2016-06-30
Reprinted from the Letter to the Editor column in "Inquiring Mind," P.O. Box, 9999, Berkeley, CA 94709. (510) 841-2320

Among the pioneering spirits who have promoted the movement of Buddhist concepts to our Judeo-Christian shores, we find a remarkably high proportion of teachers and practitioners of Hebrew extraction. Many have avowed that they had failed to find spiritual nourishment--or even relevancy--in the pastures of their forefathers. What I now discern is a tendency in some places to suggest, "Well, we're not all that different after all. Let's gloss over the minor discrepancies of form and become one big, happy family."

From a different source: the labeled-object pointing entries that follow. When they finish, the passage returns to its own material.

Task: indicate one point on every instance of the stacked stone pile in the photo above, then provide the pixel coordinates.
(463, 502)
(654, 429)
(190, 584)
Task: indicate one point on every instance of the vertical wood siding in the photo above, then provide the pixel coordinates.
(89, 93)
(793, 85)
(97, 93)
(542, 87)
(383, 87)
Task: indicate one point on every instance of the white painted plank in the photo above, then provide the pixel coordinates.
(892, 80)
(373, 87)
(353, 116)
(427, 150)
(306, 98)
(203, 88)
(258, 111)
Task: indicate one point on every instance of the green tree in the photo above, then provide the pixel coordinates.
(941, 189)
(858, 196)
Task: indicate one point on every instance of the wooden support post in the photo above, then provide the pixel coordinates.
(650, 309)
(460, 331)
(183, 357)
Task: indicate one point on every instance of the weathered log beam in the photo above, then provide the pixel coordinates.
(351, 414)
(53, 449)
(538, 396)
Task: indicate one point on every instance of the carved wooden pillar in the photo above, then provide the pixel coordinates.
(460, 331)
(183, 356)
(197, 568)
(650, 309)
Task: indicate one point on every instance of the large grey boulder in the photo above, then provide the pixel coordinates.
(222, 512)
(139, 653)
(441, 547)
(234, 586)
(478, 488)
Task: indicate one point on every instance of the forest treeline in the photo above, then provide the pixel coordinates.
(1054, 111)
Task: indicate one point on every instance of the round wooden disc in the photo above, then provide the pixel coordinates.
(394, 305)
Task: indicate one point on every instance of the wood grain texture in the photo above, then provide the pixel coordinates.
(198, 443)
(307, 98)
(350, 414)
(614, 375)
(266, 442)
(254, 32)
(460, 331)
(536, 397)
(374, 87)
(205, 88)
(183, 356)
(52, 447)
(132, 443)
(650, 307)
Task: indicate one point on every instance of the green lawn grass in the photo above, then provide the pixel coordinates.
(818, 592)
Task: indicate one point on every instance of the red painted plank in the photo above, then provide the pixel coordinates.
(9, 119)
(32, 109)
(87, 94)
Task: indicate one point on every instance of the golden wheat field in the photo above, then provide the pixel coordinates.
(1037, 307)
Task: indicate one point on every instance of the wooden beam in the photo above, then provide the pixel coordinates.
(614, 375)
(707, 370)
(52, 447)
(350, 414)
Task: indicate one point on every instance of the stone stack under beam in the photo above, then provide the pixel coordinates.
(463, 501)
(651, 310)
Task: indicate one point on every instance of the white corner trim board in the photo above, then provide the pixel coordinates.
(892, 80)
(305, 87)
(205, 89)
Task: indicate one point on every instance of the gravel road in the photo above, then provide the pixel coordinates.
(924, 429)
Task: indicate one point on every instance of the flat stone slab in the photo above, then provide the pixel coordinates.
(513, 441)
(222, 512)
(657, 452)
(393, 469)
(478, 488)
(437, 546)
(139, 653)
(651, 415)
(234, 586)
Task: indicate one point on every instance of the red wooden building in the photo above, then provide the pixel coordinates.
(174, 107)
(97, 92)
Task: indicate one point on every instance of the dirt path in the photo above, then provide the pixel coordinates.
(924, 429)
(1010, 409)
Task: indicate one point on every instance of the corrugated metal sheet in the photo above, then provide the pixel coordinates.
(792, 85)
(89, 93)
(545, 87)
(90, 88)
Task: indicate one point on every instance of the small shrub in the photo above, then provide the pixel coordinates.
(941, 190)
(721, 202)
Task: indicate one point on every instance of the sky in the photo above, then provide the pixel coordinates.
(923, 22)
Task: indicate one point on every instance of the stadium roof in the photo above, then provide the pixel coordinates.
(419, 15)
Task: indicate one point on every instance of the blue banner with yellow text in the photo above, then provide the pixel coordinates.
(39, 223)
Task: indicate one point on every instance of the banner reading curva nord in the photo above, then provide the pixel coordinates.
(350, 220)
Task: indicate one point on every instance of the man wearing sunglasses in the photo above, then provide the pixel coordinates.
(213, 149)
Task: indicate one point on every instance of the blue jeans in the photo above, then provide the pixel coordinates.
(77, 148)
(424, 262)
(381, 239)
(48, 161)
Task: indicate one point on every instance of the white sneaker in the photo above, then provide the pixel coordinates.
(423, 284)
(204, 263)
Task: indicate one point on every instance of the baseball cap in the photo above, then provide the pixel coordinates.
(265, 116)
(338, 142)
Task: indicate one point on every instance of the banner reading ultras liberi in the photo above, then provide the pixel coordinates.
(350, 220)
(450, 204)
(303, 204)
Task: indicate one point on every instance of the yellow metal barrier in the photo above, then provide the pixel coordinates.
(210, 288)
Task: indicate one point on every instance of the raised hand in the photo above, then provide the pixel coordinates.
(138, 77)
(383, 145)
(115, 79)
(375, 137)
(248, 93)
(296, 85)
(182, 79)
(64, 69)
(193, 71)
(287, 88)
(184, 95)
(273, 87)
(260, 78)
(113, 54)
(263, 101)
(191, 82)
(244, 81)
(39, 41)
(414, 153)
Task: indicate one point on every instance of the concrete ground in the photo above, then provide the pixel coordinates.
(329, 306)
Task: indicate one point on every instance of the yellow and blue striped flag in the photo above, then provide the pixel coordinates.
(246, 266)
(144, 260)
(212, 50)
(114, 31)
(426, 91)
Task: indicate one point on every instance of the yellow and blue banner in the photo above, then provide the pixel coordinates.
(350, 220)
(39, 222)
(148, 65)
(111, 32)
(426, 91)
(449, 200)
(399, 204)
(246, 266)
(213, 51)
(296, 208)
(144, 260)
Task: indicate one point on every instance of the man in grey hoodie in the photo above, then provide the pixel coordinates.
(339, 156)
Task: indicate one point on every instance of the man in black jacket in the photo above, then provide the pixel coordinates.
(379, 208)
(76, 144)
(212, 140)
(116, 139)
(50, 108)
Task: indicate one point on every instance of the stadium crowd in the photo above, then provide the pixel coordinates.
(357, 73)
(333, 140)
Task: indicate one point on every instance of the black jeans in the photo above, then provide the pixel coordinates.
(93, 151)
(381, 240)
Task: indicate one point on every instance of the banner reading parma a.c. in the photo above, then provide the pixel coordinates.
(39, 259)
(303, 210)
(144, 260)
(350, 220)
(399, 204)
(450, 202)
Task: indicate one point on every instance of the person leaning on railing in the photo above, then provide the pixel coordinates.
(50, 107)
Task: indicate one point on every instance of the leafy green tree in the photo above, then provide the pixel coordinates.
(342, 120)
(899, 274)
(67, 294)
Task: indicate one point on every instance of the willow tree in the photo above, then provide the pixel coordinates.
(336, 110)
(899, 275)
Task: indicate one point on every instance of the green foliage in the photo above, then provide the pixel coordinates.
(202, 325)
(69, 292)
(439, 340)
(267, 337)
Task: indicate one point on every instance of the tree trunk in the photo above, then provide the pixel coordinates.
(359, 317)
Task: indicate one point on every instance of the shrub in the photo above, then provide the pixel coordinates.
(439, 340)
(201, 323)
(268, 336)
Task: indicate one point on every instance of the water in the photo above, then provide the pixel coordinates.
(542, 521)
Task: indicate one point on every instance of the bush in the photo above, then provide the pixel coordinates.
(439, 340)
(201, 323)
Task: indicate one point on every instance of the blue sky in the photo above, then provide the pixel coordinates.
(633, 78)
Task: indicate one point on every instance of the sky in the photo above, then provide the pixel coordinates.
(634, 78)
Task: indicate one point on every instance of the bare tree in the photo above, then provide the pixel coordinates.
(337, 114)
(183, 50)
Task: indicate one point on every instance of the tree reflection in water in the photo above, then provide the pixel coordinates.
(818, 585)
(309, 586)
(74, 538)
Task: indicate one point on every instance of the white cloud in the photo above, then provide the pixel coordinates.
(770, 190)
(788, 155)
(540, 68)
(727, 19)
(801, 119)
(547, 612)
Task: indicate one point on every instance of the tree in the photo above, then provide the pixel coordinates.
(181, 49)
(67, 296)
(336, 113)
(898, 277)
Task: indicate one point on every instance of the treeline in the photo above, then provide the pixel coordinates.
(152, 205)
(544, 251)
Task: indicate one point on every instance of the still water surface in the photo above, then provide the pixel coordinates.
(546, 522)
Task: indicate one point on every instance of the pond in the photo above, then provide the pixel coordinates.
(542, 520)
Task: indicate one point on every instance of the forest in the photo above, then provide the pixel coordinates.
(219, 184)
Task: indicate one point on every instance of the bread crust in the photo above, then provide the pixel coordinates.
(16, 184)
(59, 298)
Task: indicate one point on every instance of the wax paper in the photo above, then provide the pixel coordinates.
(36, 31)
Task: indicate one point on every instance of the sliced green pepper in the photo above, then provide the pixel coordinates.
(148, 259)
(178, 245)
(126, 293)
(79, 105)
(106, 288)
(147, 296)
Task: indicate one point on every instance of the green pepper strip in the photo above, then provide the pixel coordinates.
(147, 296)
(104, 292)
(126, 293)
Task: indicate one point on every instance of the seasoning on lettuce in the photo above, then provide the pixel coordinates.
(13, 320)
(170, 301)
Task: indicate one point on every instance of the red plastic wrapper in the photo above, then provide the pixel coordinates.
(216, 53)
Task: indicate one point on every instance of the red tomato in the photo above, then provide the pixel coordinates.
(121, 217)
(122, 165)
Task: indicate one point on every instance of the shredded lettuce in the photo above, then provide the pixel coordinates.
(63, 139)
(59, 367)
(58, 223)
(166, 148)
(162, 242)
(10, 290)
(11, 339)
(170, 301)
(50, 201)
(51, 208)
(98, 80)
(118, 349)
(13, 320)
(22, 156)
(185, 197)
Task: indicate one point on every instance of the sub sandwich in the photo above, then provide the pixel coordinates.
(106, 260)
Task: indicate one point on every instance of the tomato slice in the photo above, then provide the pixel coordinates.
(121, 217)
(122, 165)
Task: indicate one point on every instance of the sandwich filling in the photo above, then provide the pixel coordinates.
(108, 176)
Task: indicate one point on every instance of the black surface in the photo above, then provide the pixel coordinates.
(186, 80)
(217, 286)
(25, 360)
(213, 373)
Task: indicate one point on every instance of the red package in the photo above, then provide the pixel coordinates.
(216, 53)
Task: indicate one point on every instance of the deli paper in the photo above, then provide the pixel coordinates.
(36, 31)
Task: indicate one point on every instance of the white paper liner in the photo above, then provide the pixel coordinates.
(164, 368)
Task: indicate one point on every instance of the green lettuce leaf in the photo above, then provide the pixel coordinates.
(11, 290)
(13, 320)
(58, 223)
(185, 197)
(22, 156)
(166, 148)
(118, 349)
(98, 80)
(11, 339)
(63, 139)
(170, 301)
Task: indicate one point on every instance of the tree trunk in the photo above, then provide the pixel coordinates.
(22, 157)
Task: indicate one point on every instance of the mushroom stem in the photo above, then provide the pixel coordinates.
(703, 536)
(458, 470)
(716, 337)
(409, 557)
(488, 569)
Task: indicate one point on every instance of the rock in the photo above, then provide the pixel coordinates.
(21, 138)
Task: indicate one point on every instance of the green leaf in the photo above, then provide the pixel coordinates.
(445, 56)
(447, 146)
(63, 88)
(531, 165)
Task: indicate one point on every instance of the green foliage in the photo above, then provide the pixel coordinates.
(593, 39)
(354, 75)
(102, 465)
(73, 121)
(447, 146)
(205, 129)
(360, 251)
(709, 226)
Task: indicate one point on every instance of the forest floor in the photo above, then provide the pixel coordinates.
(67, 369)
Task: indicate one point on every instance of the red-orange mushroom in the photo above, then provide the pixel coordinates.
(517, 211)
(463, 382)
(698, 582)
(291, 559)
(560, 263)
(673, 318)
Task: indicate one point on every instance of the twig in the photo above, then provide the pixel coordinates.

This ignores some very major incompatibilities. On the one hand is a religion that is theistic, dualistic, "revealed" and ethnocentric. On the other, a cosmology that is agnostic, non-dualistic, self-revealing and universal. Reappraising the Buddha's teaching in the light of modernity is one thing; dragging in extraneous matter from our conditioning is another. Bending over backwards to fit the square peg of upbringing into the round hole of shunyata (emptiness) puts an intolerable strain on the spine of the psyche.

The courage the Buddha enjoins--the successive sheddings of wrong views--implies the recognition that you cannot have your strudel and eat it too, that the attachment to ancestral hand-me-downs and identities is basically yet another form of clinging. "Jubus," as they have been dubbed, are free to honor the cultural values of Judaism and its inestimable contributions to mankind's history without feeling called upon to integrate its traditions into the dharma. By appropriating the various Buddhist lineages to glamorize partisian loyalties, we are merely begetting degenerate hybrids. No meat, however kosher, can ever claim to be vegetarian.

How, with preset notions about who or what we are, can we undertake the journey to discover who or what we are not?